We struck. Me, Ceres, and Demeter took back fertility and reproduction. It’s what they fear about women. The secrets we know about life and death. The patriarchy can try, but they can’t take away our power.
While suitors climbed the glass mountain where the golden apples grew, the princess searched Google for profiles. Golden Boy, who climbed in heavy gold armor, was revealed as a serial philanderer and bigamist on the site, “Knights to Avoid”. She sent her eagle out. His talons were like a can opener.
Next came the warlord. That’s how she thought of him because he was interested in annexing her kingdom. The eagle tore him into pieces and left each limb in a different conquered territory. The torso it ate.
The farmer’s son was a different story. A happily ever after story.
I’ve always wanted to find a hidden passage behind a bookcase or though a trap door in the floor. Wonderland or Narnia. A priest hole would work. Maybe that’s why British mysteries hold such appeal for me. So when Rosie the Roomba mapped a passage from my study to the street, I was ecstatic, if confused. Was the opening hidden under the rug? Had we covered the exit to the street with a raised bed like we did the clean-out for the sewer?
My husband says the new room is a mapping error from Rosie getting stuck. I hope not.
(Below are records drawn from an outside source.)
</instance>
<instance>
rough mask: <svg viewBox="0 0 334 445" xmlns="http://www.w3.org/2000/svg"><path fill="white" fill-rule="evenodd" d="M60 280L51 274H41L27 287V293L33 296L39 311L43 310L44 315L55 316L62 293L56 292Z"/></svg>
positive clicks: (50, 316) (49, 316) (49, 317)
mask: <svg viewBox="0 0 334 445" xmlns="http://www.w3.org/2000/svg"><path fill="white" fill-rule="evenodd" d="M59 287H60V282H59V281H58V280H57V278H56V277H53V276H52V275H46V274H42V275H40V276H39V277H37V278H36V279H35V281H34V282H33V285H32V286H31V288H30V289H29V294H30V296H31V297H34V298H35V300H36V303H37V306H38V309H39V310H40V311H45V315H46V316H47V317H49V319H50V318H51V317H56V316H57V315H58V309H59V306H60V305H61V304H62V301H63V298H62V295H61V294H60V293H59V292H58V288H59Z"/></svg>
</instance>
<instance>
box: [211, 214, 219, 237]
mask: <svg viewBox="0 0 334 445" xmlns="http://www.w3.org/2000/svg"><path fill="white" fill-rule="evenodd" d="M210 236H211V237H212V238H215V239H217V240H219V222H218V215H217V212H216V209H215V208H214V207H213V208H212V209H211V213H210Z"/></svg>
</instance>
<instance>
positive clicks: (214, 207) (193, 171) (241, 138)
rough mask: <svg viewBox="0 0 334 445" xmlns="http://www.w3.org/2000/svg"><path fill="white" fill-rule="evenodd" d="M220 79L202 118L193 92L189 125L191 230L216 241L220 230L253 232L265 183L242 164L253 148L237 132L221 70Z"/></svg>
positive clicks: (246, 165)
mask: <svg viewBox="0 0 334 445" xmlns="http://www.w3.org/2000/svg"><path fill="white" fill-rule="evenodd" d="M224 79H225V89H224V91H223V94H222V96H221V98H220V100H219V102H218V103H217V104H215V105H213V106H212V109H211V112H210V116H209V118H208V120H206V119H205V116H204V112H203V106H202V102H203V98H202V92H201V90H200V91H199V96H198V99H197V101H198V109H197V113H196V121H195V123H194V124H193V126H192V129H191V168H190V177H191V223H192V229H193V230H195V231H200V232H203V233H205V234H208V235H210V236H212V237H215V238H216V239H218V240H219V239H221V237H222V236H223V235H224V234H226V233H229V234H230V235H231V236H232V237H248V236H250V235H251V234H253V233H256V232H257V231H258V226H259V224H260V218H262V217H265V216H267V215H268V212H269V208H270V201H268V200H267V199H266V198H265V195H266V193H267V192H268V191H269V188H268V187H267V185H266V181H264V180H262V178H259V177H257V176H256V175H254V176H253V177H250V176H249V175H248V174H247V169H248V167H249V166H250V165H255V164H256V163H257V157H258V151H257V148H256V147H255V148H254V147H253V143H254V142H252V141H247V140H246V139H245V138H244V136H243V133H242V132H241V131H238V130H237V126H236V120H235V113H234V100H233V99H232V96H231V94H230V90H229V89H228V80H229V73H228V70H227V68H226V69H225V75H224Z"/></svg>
I send my mother cards because she has trouble answering the phone. Today’s is a Hungarian landscape from World War II. It’s remarkably free of destruction and death, unlike what we see in war photos from the newspapers.
The place in Texas where she’s living resembles the card’s frontpiece. There’s a lake. There are houses. The hills are a dull green, shot through with bare soil. A year ago, when she hated where she was, my mother threatened to move to Czechoslovakia. Next to Hungary. Close to Ukraine. I’m glad she didn’t. Here, she imagines escape without confronting the reality.